Nobre foi o primeiro brasileiro a reger a Royal Philarmonic Orchestra de Londres, em 1990.
Ele também foi regente de várias outras: Orchestre Philharmonique de l’ORTF em Paris; l´Orchestre de la Suisse Romande; l’Orchestre de l’Opéra de Nice, France; Orquesta Filarmónica del Teatro Colón, em Buenos Aires; Orquesta Sinfónica no México; Orquesta Sinfónica de Cuba. Foi professor visitante da Universidade Yale, da Juilliard School, da University of Texas e da Indiana University.
Suas obras são publicadas pelas editoras Max Eschig (Paris), Boosey & Hawkes (Inglaterra) e Marlos Nobre Edition (Rio de Janeiro).
Em 1958, com bolsa de estudos do Departamento de Documentação e Cultura do Recife, Nobre participou do I Curso Nacional de Música Sacra, tendo como professores o Padre Jaime C. Diniz, Camargo Guarnieri, H. J. Koellreutter, Alberto Ginastera, Olivier Messiaen, Luigi Dallapiccola, Bruno Maderna e Aaron Copland, entre outros nomes de peso do cenário musical.

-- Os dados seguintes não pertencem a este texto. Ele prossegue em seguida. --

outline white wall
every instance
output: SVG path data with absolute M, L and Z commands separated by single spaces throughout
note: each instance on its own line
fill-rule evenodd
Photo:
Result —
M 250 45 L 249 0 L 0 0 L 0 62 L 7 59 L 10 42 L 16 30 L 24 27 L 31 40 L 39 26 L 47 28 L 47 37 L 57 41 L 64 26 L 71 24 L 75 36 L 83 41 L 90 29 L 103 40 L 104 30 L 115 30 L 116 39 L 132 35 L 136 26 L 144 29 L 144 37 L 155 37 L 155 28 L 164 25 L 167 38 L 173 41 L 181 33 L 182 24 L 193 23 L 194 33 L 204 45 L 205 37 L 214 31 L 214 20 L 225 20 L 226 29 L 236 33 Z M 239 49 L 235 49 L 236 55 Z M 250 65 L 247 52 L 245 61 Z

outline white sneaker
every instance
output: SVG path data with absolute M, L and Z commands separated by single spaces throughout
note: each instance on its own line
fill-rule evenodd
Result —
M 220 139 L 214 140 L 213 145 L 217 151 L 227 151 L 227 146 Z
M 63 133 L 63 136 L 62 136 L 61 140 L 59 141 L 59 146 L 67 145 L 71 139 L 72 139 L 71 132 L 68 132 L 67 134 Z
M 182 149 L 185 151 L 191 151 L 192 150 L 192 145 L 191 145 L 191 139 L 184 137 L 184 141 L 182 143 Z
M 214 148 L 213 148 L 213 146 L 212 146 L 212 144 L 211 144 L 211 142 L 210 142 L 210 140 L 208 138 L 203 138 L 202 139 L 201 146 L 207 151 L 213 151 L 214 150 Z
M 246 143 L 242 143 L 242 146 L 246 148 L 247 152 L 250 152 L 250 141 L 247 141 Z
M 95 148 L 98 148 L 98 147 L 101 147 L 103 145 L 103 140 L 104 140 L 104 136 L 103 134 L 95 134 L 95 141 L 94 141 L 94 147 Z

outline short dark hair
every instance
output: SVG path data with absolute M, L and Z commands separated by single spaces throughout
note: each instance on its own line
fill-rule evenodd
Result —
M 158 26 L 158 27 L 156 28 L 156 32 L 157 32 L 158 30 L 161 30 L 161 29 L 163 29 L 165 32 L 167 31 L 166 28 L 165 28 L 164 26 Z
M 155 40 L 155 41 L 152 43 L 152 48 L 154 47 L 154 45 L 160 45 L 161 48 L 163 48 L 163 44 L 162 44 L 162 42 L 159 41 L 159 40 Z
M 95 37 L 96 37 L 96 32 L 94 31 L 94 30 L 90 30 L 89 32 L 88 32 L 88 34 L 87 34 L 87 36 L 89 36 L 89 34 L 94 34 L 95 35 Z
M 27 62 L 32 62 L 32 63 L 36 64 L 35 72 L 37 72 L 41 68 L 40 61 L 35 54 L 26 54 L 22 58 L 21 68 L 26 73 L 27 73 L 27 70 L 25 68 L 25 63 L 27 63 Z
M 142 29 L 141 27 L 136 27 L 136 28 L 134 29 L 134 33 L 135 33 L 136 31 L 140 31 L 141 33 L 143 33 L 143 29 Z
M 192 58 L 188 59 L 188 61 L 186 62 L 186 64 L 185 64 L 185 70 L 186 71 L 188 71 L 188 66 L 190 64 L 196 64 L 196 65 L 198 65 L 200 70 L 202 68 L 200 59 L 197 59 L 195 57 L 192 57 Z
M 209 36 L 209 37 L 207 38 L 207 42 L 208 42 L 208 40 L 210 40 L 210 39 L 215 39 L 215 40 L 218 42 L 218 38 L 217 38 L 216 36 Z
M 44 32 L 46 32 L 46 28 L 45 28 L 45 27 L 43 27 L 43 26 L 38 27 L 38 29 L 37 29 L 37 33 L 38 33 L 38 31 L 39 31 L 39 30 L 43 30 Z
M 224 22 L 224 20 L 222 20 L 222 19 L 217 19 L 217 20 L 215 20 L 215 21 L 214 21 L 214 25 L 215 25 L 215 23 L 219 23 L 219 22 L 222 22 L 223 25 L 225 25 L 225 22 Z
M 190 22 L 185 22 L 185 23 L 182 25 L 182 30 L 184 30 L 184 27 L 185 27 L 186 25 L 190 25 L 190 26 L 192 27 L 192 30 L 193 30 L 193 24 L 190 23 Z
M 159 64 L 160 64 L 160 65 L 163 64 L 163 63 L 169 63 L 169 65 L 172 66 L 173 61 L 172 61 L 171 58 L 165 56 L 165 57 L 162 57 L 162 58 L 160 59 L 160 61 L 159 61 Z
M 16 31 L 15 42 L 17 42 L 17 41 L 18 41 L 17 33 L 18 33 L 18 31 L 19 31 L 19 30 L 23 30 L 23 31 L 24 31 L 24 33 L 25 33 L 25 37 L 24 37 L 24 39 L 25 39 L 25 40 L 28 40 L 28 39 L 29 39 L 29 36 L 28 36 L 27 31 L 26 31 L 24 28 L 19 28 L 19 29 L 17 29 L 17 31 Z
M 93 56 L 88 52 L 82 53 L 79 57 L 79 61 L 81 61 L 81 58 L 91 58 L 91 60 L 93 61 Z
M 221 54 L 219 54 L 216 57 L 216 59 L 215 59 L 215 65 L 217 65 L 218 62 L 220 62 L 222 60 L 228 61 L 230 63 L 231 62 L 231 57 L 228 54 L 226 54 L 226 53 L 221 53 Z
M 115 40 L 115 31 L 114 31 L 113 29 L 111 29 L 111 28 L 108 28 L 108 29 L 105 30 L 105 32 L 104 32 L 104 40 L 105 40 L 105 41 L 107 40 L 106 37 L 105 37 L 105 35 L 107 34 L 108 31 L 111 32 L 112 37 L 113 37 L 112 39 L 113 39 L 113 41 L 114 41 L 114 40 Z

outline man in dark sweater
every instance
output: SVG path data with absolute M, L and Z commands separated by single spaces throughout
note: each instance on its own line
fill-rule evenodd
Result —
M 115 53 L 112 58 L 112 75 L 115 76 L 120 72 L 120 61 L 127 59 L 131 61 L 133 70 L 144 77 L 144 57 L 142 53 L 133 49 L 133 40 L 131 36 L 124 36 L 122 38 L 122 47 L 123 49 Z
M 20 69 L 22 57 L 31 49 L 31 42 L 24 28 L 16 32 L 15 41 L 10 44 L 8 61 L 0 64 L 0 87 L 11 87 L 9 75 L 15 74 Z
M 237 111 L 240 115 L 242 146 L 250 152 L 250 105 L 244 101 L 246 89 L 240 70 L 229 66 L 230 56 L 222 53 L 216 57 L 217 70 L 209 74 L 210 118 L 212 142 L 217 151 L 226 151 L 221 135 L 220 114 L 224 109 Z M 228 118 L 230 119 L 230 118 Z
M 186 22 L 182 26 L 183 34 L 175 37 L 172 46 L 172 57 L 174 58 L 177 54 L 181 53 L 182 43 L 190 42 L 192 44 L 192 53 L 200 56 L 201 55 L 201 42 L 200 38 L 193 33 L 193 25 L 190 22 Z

Sua primeira obra para orquestra foi Concertino para piano e orquestra de cordas, em 1959, com a qual recebeu menção honrosa do 1º Concurso de Música e Músicos do Brasil, promovido pela Rádio MEC, ondel foi diretor musical (1971). No ano seguinte, foi premiado no mesmo concurso, com a obra Trio, op. 4.
Nobre dirigiu o Instituto Nacional de Música da Fundação Nacional das Artes (Funarte), em 1976. Presidiu o Conselho Internacional de Música da Organização das Nações Unidas para a Educação, a Ciência e a Cultura (Unesco), em Paris, entre 1985 e 1987. Em 1988, passou a dirigir a Fundação Cultural de Brasília. Ocupa a cadeira nº 1 da Academia Brasileira de Música e é diretor musical e regente titular da Orquestra Sinfônica do Recife.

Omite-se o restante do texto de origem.